What about your marketing materials?  Did you know that promotional and marketing tools are likely covered by copyright protection?  If you display and/or distribute flyers to advertise your business and/or services a copyright notice should be displayed on each of those items in order to state your claim of ownership and better ensure that they will not be misused.

What about office procedures and forms?  Many businesses develop specific forms, checklists, and itemized lists for accomplishing company goals and/or to pinpoint problems within their business and then solve them.  Those various checklists and procedures are usually valuable to your business and could be valuable in the hands of your competitor.  The majority of these are covered by copyright.  Not only are these items protected by copyright, they may also be your businesses trade secrets.  It is important that these be kept confidential and that any of your employees and/or contractors are informed that they should be kept secret and not shared outside of the office.  Have employees sign confidentiality agreements that state as such.
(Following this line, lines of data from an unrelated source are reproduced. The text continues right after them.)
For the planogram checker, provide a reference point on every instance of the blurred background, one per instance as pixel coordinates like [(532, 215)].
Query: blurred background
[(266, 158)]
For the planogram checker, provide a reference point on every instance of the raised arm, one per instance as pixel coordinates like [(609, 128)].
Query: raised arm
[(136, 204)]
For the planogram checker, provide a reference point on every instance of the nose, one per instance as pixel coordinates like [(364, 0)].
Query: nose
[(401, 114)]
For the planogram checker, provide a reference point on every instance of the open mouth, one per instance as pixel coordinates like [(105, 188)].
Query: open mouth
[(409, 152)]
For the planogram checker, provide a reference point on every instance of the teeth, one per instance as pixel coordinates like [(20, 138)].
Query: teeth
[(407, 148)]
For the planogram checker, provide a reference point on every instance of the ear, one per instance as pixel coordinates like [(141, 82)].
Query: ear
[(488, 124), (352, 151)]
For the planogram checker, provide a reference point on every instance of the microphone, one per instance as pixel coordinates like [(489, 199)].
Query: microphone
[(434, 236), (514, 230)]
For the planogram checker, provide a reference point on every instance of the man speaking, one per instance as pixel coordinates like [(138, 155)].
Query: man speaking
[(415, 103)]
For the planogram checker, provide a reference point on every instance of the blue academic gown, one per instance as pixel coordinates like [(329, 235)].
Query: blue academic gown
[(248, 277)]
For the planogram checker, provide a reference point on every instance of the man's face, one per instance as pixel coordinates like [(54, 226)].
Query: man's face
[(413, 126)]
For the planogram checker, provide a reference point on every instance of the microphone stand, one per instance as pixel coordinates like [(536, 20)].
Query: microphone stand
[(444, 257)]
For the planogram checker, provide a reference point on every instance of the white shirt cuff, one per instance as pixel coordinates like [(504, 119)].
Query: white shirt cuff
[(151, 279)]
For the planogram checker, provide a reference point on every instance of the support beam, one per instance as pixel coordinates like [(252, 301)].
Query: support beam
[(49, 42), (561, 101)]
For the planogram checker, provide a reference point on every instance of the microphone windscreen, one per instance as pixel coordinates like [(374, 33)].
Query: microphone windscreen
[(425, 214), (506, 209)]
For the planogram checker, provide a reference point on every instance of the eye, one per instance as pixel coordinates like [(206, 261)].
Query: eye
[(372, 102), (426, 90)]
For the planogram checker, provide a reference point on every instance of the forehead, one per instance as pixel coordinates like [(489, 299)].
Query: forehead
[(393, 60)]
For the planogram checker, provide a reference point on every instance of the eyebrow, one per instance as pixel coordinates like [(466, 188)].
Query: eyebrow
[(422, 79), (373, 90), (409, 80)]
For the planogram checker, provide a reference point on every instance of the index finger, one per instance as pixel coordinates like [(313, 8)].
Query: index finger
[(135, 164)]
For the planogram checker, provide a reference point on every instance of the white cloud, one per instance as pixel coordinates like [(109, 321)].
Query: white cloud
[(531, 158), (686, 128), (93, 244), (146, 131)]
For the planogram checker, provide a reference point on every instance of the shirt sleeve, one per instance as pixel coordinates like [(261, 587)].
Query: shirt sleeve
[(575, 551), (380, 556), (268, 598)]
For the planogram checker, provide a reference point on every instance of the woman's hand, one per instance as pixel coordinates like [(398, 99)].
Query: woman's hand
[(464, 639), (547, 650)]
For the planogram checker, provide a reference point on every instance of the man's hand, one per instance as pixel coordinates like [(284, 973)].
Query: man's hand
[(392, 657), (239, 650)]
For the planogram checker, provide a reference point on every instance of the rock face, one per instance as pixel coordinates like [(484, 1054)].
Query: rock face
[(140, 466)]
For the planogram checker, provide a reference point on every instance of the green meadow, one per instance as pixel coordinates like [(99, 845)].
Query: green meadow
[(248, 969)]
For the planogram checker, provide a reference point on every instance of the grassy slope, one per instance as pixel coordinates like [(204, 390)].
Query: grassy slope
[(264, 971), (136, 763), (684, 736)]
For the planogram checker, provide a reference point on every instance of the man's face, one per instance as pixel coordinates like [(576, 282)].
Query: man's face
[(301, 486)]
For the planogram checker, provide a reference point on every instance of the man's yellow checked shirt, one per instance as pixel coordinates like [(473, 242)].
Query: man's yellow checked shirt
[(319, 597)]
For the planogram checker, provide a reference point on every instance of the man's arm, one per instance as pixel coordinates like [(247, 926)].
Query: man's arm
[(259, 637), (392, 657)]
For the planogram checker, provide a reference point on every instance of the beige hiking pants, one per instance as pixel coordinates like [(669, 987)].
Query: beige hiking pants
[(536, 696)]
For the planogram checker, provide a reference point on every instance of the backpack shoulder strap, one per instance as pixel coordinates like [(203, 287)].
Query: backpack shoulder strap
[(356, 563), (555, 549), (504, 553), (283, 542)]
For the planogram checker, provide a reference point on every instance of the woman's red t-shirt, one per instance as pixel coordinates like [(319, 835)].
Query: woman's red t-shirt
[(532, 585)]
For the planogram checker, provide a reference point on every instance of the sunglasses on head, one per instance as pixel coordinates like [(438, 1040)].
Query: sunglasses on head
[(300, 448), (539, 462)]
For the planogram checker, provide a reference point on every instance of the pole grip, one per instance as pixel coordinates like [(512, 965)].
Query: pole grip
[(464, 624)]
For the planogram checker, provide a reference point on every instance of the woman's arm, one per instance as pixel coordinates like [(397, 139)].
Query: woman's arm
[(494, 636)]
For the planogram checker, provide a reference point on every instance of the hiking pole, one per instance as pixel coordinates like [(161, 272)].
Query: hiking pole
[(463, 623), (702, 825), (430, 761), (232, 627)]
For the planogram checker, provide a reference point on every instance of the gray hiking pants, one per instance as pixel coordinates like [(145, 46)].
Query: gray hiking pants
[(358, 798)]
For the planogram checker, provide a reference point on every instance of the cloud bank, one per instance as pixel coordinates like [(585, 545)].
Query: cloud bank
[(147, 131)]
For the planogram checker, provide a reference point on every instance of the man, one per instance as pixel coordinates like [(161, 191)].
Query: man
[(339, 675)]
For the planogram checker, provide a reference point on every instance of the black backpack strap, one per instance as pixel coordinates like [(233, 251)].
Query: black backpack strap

Many law firms, and I know from experience whether I was clerking as a law student or working as a contract attorney do not follow their own advice on these items.  Not to mention having confidentiality agreements in place regarding the use of client information, these agreements should go a step further and cover the law firms own intellectual property.

There are many things that you should consider when asking, “Are my business assets protected?”  Additional ones to consider are your website domain address, and more commonly considered, the business name itself.